Since I’m working on non-ergodic behaviour in economic models, I was intrigued by recent claims from Ole Peters.[1] In a series of articles, blogs and notably in a TED talk (here), Ole has made some rather strong assertions about the way economists model choice under uncertainty. According to Peters, economists do not understand the concept of ergodicity. As a consequence, we have apparently made some rather bad blunders.
What, you may ask, is ergodicity and why does it matter? Imagine you are repeatedly confronted with an uncertain world. A good example is the one that Ole gives us. You start with $100 and a casino offers you a gamble in which the house flips a fair coin. If it comes up heads you win $50. If it comes up tails, you lose $40. The first question you might reasonably ask is; should you trust the casino? Is the coin really fair? Does it really have a 50% chance of heads and a 50% chance of tails or is the house shading the odds? To answer that question, you consult a friend who has a Ph.D. in statistics, and she advises you to observe someone else playing the game for a while.
If each flip takes 30 seconds then after watching for roughly eight and a half hours you will have acquired a list of 1,000 observations and, if the coin is fair, roughly 500 of the times you should have seen a head and the other 500 observations should be tails. I say roughly because the chance of 500 heads in 1,000 flips is itself a random variable so you might for example, see 503 heads and 497 tails. But you are very unlikely to see 200 heads and 800 tails unless the casino has been cheating. The exact statement is that if the process is ergodic then the proportion of heads in n tosses will converge to p where p=0.5 for a fair coin.
Notice I slipped in the word ergodic to this definition. That’s a very important idea in problems like the one I just described, where we are trying to estimate an unknown quantity. In this case, we are estimating the probability, p, that a single toss of a coin will come up heads. If the coin is fair, p is equal to 0.5. If the casino is cheating by weighting the coin, p might be different from 0.5. That’s what we hope to find out by observing repeated flips of the same coin.
So far so good. But how do we know the casino doesn’t cheat occasionally. Suppose that the house has a whole boatload of different coins. Some of them are fair and some of them are not. Now your statistician friend advises you that the experiment she proposed of counting the frequency of heads in a series of flips will tell you nothing about the next flip. Averaging a sequence of flips only works if each flip has the same value of p. For the estimation of p using sample averages to make sense, the process must be ergodic.
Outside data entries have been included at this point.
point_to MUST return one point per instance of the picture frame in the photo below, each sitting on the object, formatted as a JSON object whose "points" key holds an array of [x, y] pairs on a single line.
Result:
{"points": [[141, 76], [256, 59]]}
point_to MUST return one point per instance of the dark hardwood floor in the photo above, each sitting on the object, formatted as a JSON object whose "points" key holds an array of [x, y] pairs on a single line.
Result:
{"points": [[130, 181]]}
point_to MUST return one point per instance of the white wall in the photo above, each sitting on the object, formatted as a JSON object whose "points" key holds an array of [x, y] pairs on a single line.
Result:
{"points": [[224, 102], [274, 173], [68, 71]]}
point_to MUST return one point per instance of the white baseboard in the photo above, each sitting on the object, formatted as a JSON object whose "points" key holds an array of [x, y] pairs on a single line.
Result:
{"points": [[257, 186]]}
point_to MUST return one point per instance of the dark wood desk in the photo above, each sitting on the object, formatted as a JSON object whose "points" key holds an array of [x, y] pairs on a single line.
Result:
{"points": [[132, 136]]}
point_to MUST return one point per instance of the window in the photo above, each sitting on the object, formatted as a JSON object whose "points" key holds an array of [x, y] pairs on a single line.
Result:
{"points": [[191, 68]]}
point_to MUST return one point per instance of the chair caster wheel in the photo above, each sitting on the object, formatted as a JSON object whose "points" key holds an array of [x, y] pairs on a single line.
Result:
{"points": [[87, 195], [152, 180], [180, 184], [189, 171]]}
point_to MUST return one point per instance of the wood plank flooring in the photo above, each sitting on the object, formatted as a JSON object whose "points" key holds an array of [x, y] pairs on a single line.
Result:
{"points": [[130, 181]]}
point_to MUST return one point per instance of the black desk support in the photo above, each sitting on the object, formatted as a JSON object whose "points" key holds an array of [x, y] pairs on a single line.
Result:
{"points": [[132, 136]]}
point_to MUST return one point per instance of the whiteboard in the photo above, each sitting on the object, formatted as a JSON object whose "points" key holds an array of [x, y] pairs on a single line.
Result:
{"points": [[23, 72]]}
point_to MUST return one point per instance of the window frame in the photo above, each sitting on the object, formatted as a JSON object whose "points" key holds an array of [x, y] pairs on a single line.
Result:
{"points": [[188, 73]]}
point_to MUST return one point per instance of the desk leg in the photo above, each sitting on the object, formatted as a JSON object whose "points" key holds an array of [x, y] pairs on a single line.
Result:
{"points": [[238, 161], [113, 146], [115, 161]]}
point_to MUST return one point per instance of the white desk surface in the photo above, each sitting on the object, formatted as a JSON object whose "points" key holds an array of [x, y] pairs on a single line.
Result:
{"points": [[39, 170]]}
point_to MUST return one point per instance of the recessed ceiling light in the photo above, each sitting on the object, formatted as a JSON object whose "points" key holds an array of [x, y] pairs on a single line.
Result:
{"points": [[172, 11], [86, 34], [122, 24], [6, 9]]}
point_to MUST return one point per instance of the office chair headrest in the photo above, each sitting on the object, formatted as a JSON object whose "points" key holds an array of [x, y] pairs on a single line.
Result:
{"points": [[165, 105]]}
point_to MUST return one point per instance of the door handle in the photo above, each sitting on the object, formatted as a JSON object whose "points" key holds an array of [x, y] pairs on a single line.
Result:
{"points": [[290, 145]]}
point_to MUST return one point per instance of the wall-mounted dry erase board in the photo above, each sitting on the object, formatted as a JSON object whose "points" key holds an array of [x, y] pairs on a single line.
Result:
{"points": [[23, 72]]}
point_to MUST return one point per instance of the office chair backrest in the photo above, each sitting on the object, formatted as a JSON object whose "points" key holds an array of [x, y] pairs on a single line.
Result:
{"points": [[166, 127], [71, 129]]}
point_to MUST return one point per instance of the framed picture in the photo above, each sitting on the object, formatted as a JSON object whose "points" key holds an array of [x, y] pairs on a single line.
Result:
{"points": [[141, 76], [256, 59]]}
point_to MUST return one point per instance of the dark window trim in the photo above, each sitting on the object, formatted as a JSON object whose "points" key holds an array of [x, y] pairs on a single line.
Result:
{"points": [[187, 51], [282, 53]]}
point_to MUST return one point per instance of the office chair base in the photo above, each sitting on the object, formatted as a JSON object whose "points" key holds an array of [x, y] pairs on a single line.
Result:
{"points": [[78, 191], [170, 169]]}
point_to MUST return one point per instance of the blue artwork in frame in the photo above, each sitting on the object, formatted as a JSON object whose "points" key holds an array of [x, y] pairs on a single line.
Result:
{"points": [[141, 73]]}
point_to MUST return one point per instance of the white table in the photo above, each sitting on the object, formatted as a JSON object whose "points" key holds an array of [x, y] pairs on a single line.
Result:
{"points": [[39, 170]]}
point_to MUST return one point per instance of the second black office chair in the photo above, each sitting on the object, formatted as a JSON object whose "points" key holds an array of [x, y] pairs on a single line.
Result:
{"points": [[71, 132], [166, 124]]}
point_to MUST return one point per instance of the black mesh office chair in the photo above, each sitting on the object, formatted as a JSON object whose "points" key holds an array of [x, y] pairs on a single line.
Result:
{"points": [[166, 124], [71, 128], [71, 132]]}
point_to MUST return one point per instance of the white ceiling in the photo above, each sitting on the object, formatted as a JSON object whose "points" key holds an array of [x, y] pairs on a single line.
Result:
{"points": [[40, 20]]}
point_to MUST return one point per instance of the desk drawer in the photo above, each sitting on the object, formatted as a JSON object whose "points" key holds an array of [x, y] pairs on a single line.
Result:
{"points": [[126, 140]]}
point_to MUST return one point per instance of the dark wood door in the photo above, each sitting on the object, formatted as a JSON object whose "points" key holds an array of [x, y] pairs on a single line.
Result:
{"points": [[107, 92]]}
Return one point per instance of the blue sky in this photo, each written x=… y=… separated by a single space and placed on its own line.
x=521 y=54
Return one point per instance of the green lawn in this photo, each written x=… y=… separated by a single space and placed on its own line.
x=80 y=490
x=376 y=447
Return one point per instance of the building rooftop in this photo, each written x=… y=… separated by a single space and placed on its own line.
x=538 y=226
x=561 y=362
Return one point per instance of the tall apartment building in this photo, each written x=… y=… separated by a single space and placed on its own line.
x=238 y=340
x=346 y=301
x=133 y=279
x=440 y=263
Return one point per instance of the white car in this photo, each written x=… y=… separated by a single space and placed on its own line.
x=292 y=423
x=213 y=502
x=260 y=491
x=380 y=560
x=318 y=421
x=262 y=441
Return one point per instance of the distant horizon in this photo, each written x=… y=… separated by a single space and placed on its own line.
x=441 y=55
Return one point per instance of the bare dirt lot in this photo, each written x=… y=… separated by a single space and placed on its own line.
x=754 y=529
Now we know a little bit about ergodicity, let’s look at Ole’s experiment. You watch Ole’s TED talk video and explain it to your friend. The one with the Ph.D. She listens carefully but seems a bit puzzled. The first thing she points out is that Ole is certainly not assuming non-ergodicity of the coin flip since he explicitly assumes that the coin that is flipped is fair. Peters is not asking about the distribution of wins or losses in repetitions of a game: no, he is instead asking about the distribution of your wealth if you play the game n times. Let’s call this random variable W(n). The assumption that you start with $100 means that W(0)=100. What Peters studies are sequences {W(i)}_(i=1)^N where you play this game N times and you reinvest all of your wealth at every stage.
You explain this to your friend and she now understands a little better. The random variable W(i) is not ergodic. In fact for i≠j, W(i) and W(j) do not even have the same probability distribution. If you play the game once you will have $150 with probability 0.5, or $60 with probability 0.5. There are only two possible outcomes. If, on the other hand, you play the game twice by reinvesting your wealth after stage 1 you will have $36 with probability 0.25, $90 with probability 0.5 and $225 with probability 0.25. If you win twice, you win a lot, but the most likely outcome (statisticians call this the mode) is that you will be $10 poorer if you play the game twice.